The proposal received a sympathetic hearing among some international organization staff, for instance at the ILO, the UNHCHR and the FAO, and was advocated by the Global Coalition for Social Protection Floors at the International Conference on Financing for Development in Addis Ababa in July of this year. However, it does not appear that the fund proposal, as such, has attracted any interest from potential donors, at least not for the time being. While that may not be surprising in the current international economic and political environment, I think that the aims of such a solidarity-based financing mechanism are worthy and should be realized.
While de Schutter and Sepúlveda proposed the creation of a single entity that they called the Global Fund for Social Protection (GFSP), the authors were actually proposing to cluster a set of activities together that might be able to fit under one roof, or not.
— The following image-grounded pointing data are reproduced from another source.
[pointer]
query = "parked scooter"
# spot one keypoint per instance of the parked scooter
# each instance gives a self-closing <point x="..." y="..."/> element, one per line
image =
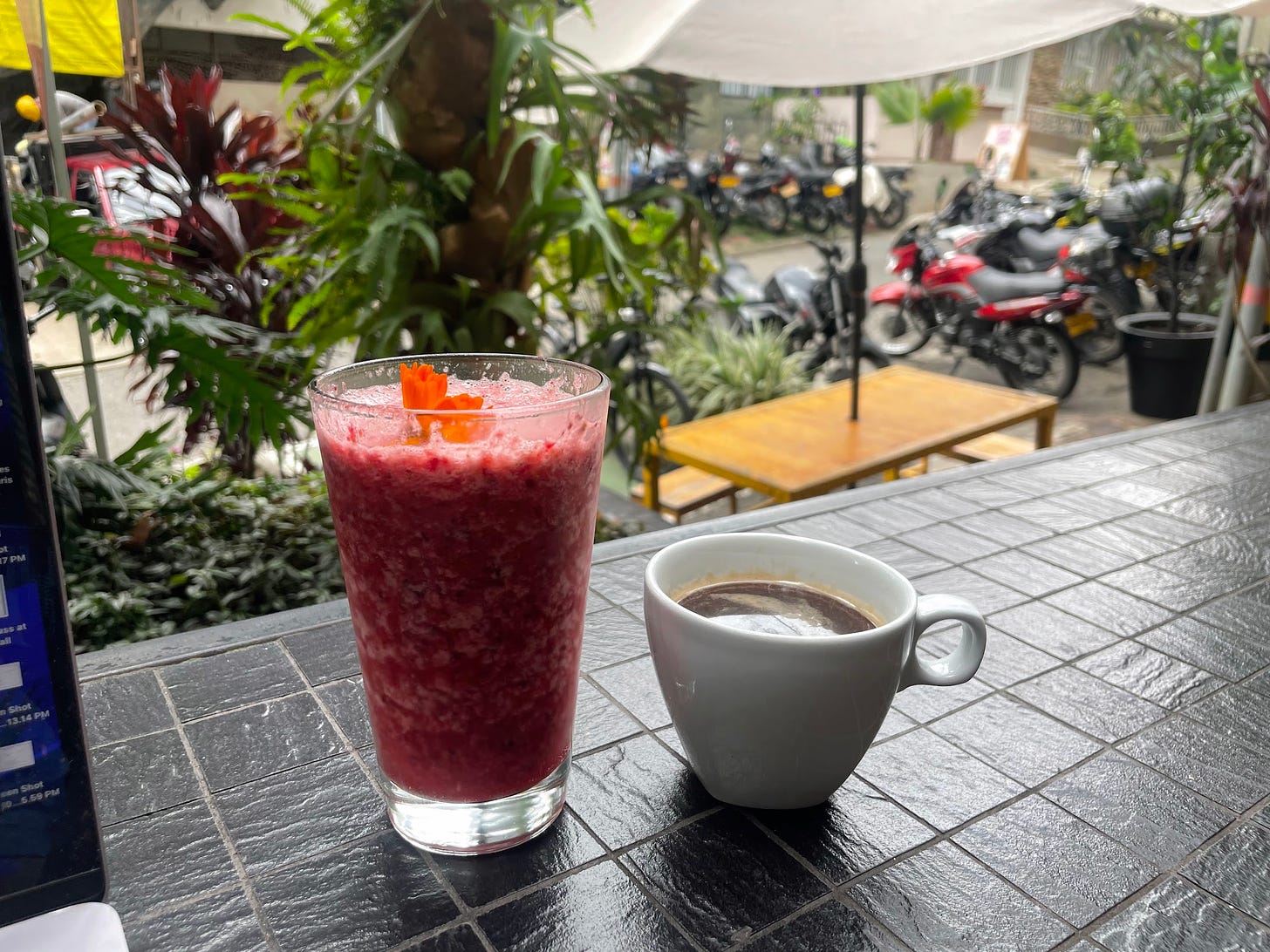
<point x="812" y="309"/>
<point x="816" y="202"/>
<point x="1016" y="323"/>
<point x="883" y="201"/>
<point x="763" y="194"/>
<point x="693" y="178"/>
<point x="1086" y="255"/>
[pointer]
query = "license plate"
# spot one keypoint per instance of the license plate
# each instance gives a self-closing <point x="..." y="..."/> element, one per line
<point x="1081" y="324"/>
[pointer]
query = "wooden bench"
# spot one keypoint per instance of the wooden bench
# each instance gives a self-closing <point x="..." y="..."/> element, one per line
<point x="992" y="445"/>
<point x="682" y="490"/>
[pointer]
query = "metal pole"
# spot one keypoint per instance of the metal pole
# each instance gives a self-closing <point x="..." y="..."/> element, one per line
<point x="1253" y="315"/>
<point x="858" y="275"/>
<point x="1220" y="343"/>
<point x="63" y="187"/>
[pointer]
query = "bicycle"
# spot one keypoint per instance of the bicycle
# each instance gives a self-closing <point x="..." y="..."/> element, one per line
<point x="645" y="398"/>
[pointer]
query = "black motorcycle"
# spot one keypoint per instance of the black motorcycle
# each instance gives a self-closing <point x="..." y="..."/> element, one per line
<point x="693" y="178"/>
<point x="55" y="414"/>
<point x="897" y="183"/>
<point x="813" y="309"/>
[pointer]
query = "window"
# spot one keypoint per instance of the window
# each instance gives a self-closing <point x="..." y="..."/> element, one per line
<point x="743" y="91"/>
<point x="1000" y="79"/>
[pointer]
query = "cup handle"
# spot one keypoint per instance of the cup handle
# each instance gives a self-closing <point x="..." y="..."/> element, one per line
<point x="958" y="667"/>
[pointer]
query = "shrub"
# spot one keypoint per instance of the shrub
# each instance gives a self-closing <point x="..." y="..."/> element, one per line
<point x="720" y="370"/>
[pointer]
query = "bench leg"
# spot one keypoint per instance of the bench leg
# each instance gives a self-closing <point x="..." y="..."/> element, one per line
<point x="1046" y="429"/>
<point x="652" y="473"/>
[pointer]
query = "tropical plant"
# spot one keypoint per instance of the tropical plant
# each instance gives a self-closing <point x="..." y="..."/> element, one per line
<point x="899" y="100"/>
<point x="446" y="149"/>
<point x="184" y="149"/>
<point x="1194" y="74"/>
<point x="799" y="125"/>
<point x="1114" y="139"/>
<point x="92" y="269"/>
<point x="153" y="546"/>
<point x="949" y="109"/>
<point x="720" y="370"/>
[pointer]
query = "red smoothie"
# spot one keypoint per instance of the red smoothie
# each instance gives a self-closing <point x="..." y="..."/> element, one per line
<point x="467" y="562"/>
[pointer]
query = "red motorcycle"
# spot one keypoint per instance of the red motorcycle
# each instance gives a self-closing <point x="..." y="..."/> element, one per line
<point x="1016" y="323"/>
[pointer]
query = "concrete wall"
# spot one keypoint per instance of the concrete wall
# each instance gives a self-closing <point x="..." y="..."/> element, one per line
<point x="894" y="142"/>
<point x="707" y="133"/>
<point x="254" y="98"/>
<point x="195" y="14"/>
<point x="1046" y="80"/>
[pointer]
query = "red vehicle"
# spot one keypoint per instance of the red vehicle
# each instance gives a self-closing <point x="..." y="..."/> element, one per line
<point x="1016" y="323"/>
<point x="107" y="186"/>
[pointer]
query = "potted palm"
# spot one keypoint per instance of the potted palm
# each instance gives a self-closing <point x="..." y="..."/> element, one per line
<point x="1198" y="79"/>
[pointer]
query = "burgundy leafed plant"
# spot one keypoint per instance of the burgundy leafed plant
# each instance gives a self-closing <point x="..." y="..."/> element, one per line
<point x="184" y="147"/>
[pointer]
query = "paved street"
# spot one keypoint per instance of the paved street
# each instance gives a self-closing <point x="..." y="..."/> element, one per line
<point x="1099" y="405"/>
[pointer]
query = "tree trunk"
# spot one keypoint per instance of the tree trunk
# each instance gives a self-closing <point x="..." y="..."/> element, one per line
<point x="443" y="85"/>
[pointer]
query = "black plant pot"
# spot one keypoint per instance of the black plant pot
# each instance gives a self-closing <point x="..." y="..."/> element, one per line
<point x="1166" y="371"/>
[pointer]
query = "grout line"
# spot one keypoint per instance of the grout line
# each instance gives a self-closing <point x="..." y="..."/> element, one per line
<point x="468" y="918"/>
<point x="226" y="840"/>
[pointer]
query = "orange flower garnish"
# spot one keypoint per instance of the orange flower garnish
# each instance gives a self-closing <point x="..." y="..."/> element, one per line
<point x="423" y="389"/>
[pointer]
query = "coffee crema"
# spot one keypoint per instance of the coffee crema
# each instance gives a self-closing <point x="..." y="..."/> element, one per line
<point x="768" y="607"/>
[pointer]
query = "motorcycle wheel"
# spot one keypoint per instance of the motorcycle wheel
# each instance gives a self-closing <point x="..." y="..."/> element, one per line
<point x="1103" y="344"/>
<point x="720" y="209"/>
<point x="1039" y="358"/>
<point x="772" y="212"/>
<point x="893" y="214"/>
<point x="897" y="330"/>
<point x="816" y="216"/>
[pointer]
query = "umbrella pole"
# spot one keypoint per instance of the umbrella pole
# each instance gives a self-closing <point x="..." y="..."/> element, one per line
<point x="858" y="275"/>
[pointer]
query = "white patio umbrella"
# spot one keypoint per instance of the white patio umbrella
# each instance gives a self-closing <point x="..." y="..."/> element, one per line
<point x="843" y="42"/>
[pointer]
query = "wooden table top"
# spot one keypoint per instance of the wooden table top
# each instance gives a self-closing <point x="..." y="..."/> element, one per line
<point x="805" y="445"/>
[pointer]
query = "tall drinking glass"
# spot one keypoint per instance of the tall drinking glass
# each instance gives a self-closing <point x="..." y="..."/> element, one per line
<point x="465" y="537"/>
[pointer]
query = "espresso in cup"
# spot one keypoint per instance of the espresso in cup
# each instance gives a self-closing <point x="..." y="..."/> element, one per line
<point x="776" y="607"/>
<point x="777" y="720"/>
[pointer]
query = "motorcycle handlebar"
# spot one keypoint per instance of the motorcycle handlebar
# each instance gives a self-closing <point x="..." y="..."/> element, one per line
<point x="832" y="254"/>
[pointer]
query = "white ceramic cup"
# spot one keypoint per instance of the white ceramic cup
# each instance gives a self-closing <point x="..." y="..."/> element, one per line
<point x="780" y="721"/>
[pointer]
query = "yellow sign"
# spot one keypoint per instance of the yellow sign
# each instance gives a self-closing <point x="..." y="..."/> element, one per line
<point x="1080" y="324"/>
<point x="83" y="35"/>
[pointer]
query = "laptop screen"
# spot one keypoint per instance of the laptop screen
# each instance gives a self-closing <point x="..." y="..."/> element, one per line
<point x="50" y="851"/>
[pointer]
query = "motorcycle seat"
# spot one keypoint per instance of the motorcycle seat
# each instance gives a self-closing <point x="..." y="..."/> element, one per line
<point x="737" y="282"/>
<point x="993" y="284"/>
<point x="815" y="177"/>
<point x="1043" y="247"/>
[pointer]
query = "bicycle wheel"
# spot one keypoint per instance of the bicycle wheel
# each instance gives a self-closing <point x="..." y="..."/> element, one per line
<point x="652" y="400"/>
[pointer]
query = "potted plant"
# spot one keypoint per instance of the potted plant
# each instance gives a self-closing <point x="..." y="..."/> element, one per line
<point x="1197" y="79"/>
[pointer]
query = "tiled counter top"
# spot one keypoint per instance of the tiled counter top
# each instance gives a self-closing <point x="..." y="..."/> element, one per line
<point x="1103" y="781"/>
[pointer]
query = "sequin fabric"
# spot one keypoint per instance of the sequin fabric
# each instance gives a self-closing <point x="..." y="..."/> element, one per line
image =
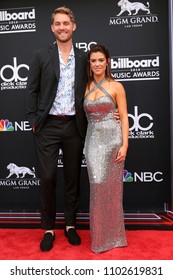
<point x="103" y="139"/>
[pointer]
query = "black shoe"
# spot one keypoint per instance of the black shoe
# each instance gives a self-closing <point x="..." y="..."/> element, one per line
<point x="47" y="242"/>
<point x="73" y="237"/>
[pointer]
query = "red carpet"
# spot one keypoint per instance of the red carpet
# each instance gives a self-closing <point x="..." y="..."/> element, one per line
<point x="23" y="244"/>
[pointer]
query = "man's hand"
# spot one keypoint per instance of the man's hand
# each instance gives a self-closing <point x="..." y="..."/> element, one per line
<point x="117" y="115"/>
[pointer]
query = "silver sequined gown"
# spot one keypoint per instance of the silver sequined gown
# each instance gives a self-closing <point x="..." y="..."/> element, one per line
<point x="104" y="137"/>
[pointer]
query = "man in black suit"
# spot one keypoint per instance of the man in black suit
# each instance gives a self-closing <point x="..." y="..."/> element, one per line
<point x="54" y="106"/>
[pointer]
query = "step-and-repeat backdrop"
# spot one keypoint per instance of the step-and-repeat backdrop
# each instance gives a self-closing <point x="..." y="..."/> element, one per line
<point x="137" y="36"/>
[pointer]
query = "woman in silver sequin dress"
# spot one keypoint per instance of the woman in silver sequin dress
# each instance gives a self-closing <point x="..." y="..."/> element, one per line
<point x="105" y="151"/>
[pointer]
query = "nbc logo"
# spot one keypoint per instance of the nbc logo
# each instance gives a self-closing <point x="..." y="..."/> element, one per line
<point x="145" y="177"/>
<point x="5" y="125"/>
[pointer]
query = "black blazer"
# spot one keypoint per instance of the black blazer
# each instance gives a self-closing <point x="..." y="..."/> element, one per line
<point x="42" y="86"/>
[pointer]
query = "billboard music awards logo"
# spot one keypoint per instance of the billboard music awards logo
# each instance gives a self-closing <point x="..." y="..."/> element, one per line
<point x="135" y="68"/>
<point x="19" y="177"/>
<point x="8" y="126"/>
<point x="130" y="14"/>
<point x="14" y="75"/>
<point x="17" y="20"/>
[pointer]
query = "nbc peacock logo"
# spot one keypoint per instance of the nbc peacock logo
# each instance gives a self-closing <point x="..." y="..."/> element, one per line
<point x="127" y="177"/>
<point x="6" y="125"/>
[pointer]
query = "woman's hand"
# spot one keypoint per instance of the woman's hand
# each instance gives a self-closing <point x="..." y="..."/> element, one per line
<point x="121" y="156"/>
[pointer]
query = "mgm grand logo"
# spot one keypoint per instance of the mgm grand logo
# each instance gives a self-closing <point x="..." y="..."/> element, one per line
<point x="20" y="177"/>
<point x="133" y="14"/>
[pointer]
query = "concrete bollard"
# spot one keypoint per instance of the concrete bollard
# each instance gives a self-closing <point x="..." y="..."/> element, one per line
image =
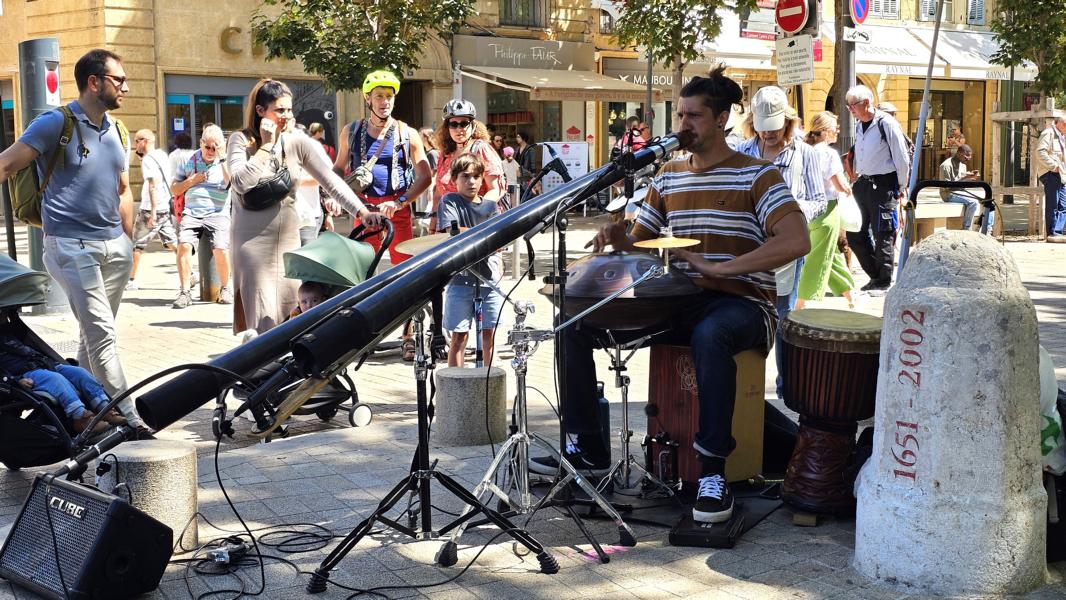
<point x="459" y="418"/>
<point x="951" y="501"/>
<point x="161" y="477"/>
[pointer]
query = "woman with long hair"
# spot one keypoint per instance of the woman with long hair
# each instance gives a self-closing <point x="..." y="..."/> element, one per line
<point x="459" y="133"/>
<point x="263" y="296"/>
<point x="825" y="231"/>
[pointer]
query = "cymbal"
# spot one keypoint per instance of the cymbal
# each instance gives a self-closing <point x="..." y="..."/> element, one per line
<point x="666" y="243"/>
<point x="419" y="245"/>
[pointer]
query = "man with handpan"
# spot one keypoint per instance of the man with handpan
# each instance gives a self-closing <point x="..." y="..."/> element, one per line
<point x="746" y="224"/>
The authors’ real concern is properly on increasing social protection of those in need, not on creating a new international bureaucracy. And none is needed.
The proposal would boost international support to least developed countries (LDCs). Undoubtedly, the LDCs are not the only countries requiring assistance to raise their social protection floors to an acceptable standard that accorded with their governments’ human rights obligations. They are, however, a well specified country grouping to which the international community already provides special international trade and financial benefits owing to their poverty and vulnerability. The focus on them is understandable, but the proposal should offer international support to any country in need.
De Schutter and Sepúlveda sought to increase two kinds of international support for social protection services. The first would supplement the financing that an LDC could mobilize domestically for social protection under normal (or average) circumstances. The second would provide special international financing to meet additional social protection obligations created by extreme natural or economic shocks. This note argues against the first and for the second.